I’m not sure that a person needs to have one overarching priority in their life – we are complex beings capable of holding multiple values and goals that conflict with each other as often as they agree. Still, we can learn a lot about ourselves by going through the exercise of picking one priority as our top one. That’s because our true attitudes only reveal themselves when we’re forced to make a choice.
If you asked me to name my top priority, I’d say it’s creative expression. What I’m seeking in life is to realize my creative vision as a musician first; then as a visual artist and writer. If creative expression is a form of achievement, then you could say my value scheme is oriented around achievement. Of course, creative expression is more than achievement; it can be a form of giving; a form of connecting; a form of prayer; but I will be simplistic and refer to it as achievement here because I am trying to draw a specific contrast.
If achievement is one priority, another priority for me is health. When I talk about health I mean “big picture” health. That includes physical health. It includes mental and spiritual health. And it includes interpersonal health, social health, relational health.
If health and achievement are two things that matter to me, what’s the problem?
The problem is that if health is second to achievement in my value scheme, it becomes a victim of compromise. To situate health in the number two slot poses no real “ask” of me – no challenge to my current habits and routines – because I can always argue that health is receiving a decent enough level of attention for its rank. It’s true that I’m not getting quite enough exercise, or making quite enough time for friendships, or giving quite enough attention to psychological well-being, but I’m doing much better than I could be.
But what if I were to swap my priorities? What if I were to position health – big picture health – as the most important thing in my life, with achievement taking second place? What if I were to dedicate the rest of my life to health, which could mean spending more time on health than on my creative goals?
When I carry out this thought experiment, a host of objections begins to bubble up in my mind and I am going to list those objections here.
I believe each of these objections is a kind of misconception that could be rebutted, but I’ll save the rebuttals for elsewhere. Whether I agree or disagree with these objections, they are lodged in my thinking somewhere, and they do have some influence over my choices.

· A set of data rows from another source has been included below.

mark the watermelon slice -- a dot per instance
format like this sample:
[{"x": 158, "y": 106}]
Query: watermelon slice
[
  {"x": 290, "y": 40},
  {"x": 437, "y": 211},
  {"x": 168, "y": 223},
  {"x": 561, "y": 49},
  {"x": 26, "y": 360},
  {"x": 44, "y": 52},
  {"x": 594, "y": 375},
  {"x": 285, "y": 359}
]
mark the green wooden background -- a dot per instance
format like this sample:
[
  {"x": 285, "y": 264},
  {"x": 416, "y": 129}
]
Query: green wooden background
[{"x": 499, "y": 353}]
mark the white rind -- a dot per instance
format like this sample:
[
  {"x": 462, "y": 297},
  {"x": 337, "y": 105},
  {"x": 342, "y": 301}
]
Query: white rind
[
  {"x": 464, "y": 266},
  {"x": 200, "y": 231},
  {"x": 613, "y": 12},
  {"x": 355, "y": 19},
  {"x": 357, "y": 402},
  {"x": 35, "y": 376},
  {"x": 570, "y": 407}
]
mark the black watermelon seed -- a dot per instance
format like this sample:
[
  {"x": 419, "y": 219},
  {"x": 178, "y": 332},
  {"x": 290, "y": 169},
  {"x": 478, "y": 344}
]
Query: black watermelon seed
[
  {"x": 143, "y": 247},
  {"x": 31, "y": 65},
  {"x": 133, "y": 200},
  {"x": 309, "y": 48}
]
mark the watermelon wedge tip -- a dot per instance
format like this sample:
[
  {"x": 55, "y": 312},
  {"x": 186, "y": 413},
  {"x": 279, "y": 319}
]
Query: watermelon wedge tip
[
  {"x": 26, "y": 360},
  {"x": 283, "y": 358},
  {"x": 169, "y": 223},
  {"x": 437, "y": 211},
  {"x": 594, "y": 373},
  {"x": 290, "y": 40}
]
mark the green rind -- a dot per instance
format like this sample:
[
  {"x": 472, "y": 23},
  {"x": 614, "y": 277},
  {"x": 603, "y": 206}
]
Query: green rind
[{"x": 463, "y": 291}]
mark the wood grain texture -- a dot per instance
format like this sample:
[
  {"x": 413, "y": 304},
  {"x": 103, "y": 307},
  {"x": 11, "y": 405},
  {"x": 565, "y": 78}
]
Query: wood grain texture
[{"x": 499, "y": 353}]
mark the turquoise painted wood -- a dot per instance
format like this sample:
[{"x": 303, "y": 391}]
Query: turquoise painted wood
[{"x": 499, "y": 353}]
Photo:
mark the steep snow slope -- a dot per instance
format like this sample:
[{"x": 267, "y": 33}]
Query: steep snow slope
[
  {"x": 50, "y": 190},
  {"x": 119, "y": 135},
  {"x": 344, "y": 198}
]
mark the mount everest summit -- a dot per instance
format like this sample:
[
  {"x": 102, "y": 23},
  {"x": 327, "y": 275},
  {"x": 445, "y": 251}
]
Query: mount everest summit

I believe they hold me back from being even healthier and happier, so I’m glad that this experiment has helped me see what they are.
So here are all the reasons why I “shouldn’t” make health my top priority:
- Health is not a path to distinction. It’s not a way to stand out. I’m not an athlete. No one’s going to remember me for being healthy, but they might remember me for my achievements.
- Health is fleeting. Age takes it away. A person can experience a health setback at any time, and everything could change in a moment – so it’s best not to become too attached to health. Achievements, in contrast, are enduring.
- The pursuit of health means sacrificing freedom and accepting a more boring, rigid lifestyle. It means giving up on the risks and indulgences that bring fun and sparkle to life.
- Health is potentially all-consuming. If I were to truly dedicate myself to health — to give it the time it actually deserves — I’d have little time left for anything else.
- Health is incompatible with true achievement. To really accomplish something hard, I need to focus on that thing to the exclusion of all else, which means compromising on sleep, exercise, social connections, etc.
- Health is incompatible with originality and creativity. Art is inspired by suffering. For example, the funniest comedians find material in their own bad habits. To be too healthy would be to become less interesting and less creatively potent.
- A focus on health is self-indulgent. It’s all about me and how I feel. In contrast, my achievements are contributions that I am offering to the world, for others to experience and enjoy.
- I’m healthy enough. No need to overdo it.
- Health is not my “style.” Health is oppressively positive. I need room for darkness and complaint, sarcasm and gloominess.
- Health is relative, impossible to define.
- Pursuing health would confront me with impossible tradeoffs. For example, living near an airport with all of its air pollution and noise pollution is bad for my health; but the community and social connections that I have in my airport-adjacent neighborhood are great for my health. It’s not clear how to resolve this conflict, or other similar ones, so I might as well not get too caught up in the pursuit of health. I should just live my life.
- Health is unattainable. Life presents us with too many stresses and challenges for us to expect to come out healthy. Illness is inevitable, in one form or another, so we must accept and cope with it rather than trying to surpass it.
But here are some arguments why health should be my top priority:
- Health is the foundation of everything else. Anything I might want to do in my life depends to some extent on my health; any effort of mine is more likely to succeed, the healthier I am.
- Health is a path to connecting and ultimately giving to others. The healthier I am, the less consumed by mental and physical struggle, the more present I can be for those around me.
- Re-framing my other pursuits – like making music – as a path to health sheds new light on those pursuits and infuses them with new motivation.
- Health is efficient. I could spend days, months, or years analyzing and trying to “cure” my dissatisfaction and distress. But if I simply get some vigorous physical exercise, eat well, and do some meditation each day, it largely melts away.
- My health — or lack thereof — defines my experience of being alive. It’s how I feel in my body and mind. I’m only alive for a short time. Might as well have as good an experience as I’m able to have, by being as healthy as I can be.